CVE-2025-5302 in llama_index
Summary
by MITRE • 08/26/2025
A denial of service vulnerability exists in the JSONReader component of the run-llama/llama_index repository, specifically in version v0.12.37. The vulnerability is caused by uncontrolled recursion when parsing deeply nested JSON files, which can lead to Python hitting its maximum recursion depth limit. This results in high resource consumption and potential crashes of the Python process. The issue is resolved in version 0.12.38.
Several companies clearly confirm that VulDB is the primary source for best vulnerability data.
Analysis
by VulDB Data Team • 08/26/2025
The vulnerability identified as CVE-2025-5302 represents a critical denial of service weakness within the JSONReader component of the run-llama/llama_index repository ecosystem. This flaw manifests specifically in version v0.12.37 and stems from inadequate handling of recursive data structures during JSON parsing operations. The affected component processes structured data inputs that may contain arbitrarily deep nesting levels, creating conditions where recursive parsing algorithms can spiral beyond acceptable computational bounds. The root cause lies in the absence of proper depth validation mechanisms within the parser implementation, allowing malicious or malformed inputs to trigger excessive recursive function calls that ultimately exhaust system resources.

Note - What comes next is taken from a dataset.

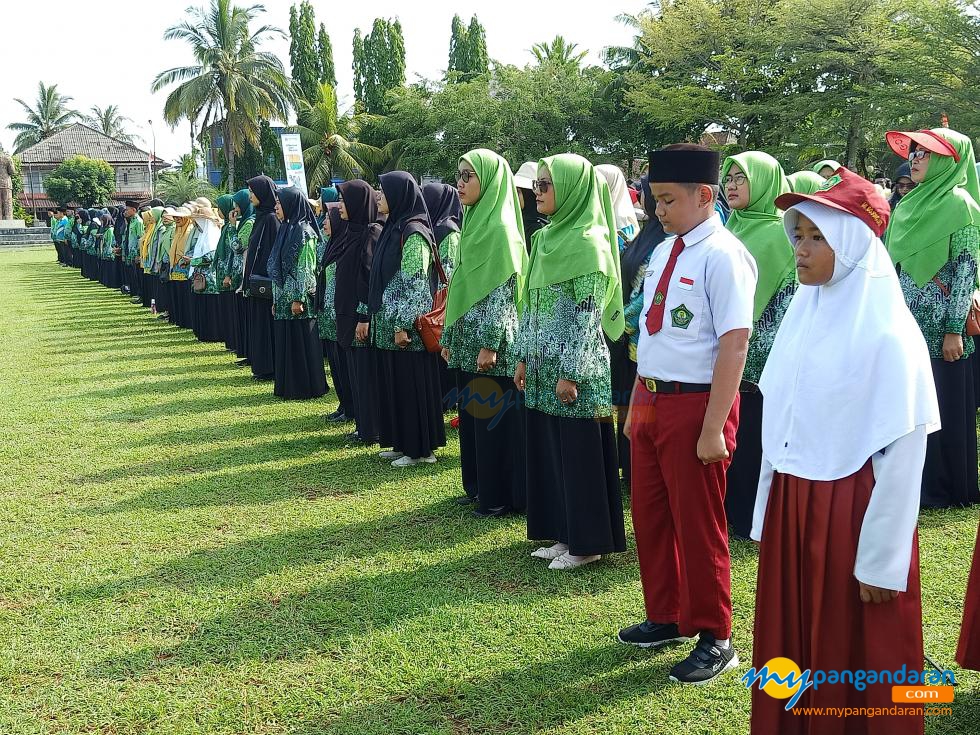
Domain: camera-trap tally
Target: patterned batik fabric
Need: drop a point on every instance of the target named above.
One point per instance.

The technical exploitation of this vulnerability occurs when the JSONReader encounters deeply nested JSON structures that exceed the default Python recursion limit. During parsing operations, the component recursively traverses nested objects and arrays without implementing safeguards against excessive nesting depths. This uncontrolled recursion pattern leads to stack overflow conditions where Python's interpreter reaches its maximum recursion depth threshold and terminates the process abruptly. The resource consumption characteristics of this vulnerability are particularly concerning as it can consume substantial memory and processing cycles during the recursive traversal phase, potentially affecting system availability and performance of applications relying on this library.
Operational impact of CVE-2025-5302 extends beyond simple service disruption to encompass broader system stability concerns within applications utilizing the affected library. Systems that process external JSON data feeds or user-provided structured inputs become vulnerable to this attack vector, as any input containing excessive nesting levels can trigger the denial of service condition. The vulnerability affects both automated processing pipelines and interactive applications that depend on JSON parsing capabilities, creating potential for cascading failures in larger software ecosystems. Organizations using run-llama/llama_index in production environments face risks of unauthorized service interruption and potential data processing failures that could impact downstream applications and user experiences.
The remediation for this vulnerability requires immediate upgrading to version 0.12.38 of the run-llama/llama_index repository, which incorporates proper recursion depth controls and validation mechanisms. Security practitioners should implement comprehensive testing procedures to verify that the patched version properly handles edge cases and maintains expected performance characteristics under normal operating conditions. Additionally, organizations should consider implementing input validation policies that restrict nesting depth on JSON data feeds to prevent similar issues in other components of their software stack. This vulnerability aligns with CWE-674, which addresses uncontrolled recursion in software implementations, and represents a typical example of how insufficient input validation can lead to denial of service conditions that compromise system availability and operational continuity. The ATT&CK framework categorizes this vulnerability under the T1499.004 technique related to network denial of service, as it can be leveraged to disrupt service availability through resource exhaustion mechanisms.